Audiophiles in Retreat? Nah.

San Francisco Stereo, on the corner of Market and Sanchez, has shut its doors. I could see that coming for the past year or so, but it’s kind of sad anyway. I peeked in the show window and saw a single lordly B&W 802D speaker standing in the midst of all the packing and disarray. Shock of recognition: several months ago I almost bought that speaker and its sibling, but I decided on the store’s pair of 803Ds instead, fearing that the 802D might overwhelm my listening room. (I was right. Fasolt & Fafner—I named them after giants for a reason—merely dominate the room.)

With SF Stereo’s extinction San Francisco is now reduced to only one Bowers & Wilkins dealer—Harmony AudioVideo in West Portal. Fortunately we still have plenty of fine hi-end audio emporia in town, especially AudioVision SF on Pine & Market, a playground for audiophiles if ever there were. I bought my NAD M3 amplifier from them, and they’ll be seeing me again.

So a hi-fi store closes, but that doesn’t mean that the audiophile world itself is shrinking away to nothing. To be sure, the landscape is littered with the bones of once-proud, now-defunct manufacturers and dealers. But that’s the nature of the beast: hi-end audio equipment is specialized stuff, profit margins are invariably razor-thin, and not all companies survive although their products tend to soldier on for ages. (I owned a fine pair of Rogers LS7t speakers for several decades past the company’s dissolution, and those speakers are gracing a new owner’s home.)

A look through either Stereophile or The Absolute Sound—both leading audiophile mags—reveals a flourishing industry.
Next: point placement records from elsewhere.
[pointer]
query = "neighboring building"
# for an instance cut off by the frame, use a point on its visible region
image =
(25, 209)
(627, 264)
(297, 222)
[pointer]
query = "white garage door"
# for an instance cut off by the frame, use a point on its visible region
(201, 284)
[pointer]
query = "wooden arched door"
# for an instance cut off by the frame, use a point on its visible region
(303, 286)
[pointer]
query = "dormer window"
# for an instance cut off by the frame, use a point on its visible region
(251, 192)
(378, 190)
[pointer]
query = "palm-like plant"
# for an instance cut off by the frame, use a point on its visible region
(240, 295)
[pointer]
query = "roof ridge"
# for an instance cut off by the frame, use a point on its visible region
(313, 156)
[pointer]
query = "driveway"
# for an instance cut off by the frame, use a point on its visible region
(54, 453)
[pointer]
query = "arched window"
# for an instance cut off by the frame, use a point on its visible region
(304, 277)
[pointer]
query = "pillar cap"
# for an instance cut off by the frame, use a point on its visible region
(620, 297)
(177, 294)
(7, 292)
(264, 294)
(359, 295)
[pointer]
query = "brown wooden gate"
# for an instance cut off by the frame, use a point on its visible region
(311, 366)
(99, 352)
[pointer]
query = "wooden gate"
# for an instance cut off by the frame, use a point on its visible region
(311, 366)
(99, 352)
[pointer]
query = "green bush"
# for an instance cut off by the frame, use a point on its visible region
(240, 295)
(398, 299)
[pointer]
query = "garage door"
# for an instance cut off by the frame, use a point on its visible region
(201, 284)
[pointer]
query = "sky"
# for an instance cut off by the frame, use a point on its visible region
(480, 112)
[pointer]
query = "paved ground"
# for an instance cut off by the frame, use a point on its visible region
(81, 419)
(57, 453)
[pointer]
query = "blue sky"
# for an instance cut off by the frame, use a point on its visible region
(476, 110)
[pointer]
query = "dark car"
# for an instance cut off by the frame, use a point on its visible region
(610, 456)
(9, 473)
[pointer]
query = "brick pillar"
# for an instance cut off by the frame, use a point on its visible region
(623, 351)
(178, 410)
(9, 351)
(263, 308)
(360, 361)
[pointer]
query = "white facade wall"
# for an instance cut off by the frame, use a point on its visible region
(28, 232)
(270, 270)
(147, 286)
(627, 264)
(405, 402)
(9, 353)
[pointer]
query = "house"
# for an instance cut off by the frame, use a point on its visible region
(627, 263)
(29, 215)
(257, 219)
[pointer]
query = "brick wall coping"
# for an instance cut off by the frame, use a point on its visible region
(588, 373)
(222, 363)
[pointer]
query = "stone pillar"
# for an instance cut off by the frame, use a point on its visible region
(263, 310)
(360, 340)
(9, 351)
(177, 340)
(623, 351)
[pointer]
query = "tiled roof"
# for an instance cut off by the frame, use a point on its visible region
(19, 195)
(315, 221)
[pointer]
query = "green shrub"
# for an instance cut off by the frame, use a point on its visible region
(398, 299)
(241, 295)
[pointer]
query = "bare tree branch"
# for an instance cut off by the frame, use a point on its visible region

Great stuff is available at all price points, and you can treat yourself to fine audio for less money than ever. And there is no shortage of surrealistically-priced ultra-high end stuff, either.

This NY Times article is weirdly confusing, in that it implies that iPods and their ilk have been hammering holes in the audiophile world. I just don’t see it, myself. The first tipoff that the article might have a wee slant is the accompanying pair of pictures: one shows a kid listening to an iPod via the standard white earbuds, and the other a $125,000 rig at an upscale hi-fi store. The pairing implies that the iPod is a threat to those Sonus Faber honeys at the upscale emporium. But that’s just plain silly; fine audio is no more threatened by iPods any more than it was threatened by transistor radios, car radios, boomboxes, or Walkmen.

Nor does fine audio require massive cash outlay. You can put together a really beautiful system for well under $2K, maybe even less.

Both the NY Times article and the lead in the March 2010 Stereophile quote audiophiles who decry digital audio’s empowerment of folks using audio as background, rather than being actively involved in listening as required by vinyl. Or so they say. Frankly, I think they’re talking through their hats. Whether a listener pays close attention to the recording or uses it as accompaniment to other activities has nothing to do with the media, nor has it ever.

Modern vinyl afficionados forget, or are ignorant of, the reality of everyday listening during vinyl’s heyday. Only audiophiles fussed around with record cleaning and tonearm positioning and all that. Most folks plopped a batch of uncleaned records onto the record-changer spindle, pressed the "on" button, closed the lid, and went on about their housekeeping, socializing, or culinary business. Or they just turned on the radio—either FM stereo or regular old mono AM. Recorded music as Muzak probably started with Edison cylinders.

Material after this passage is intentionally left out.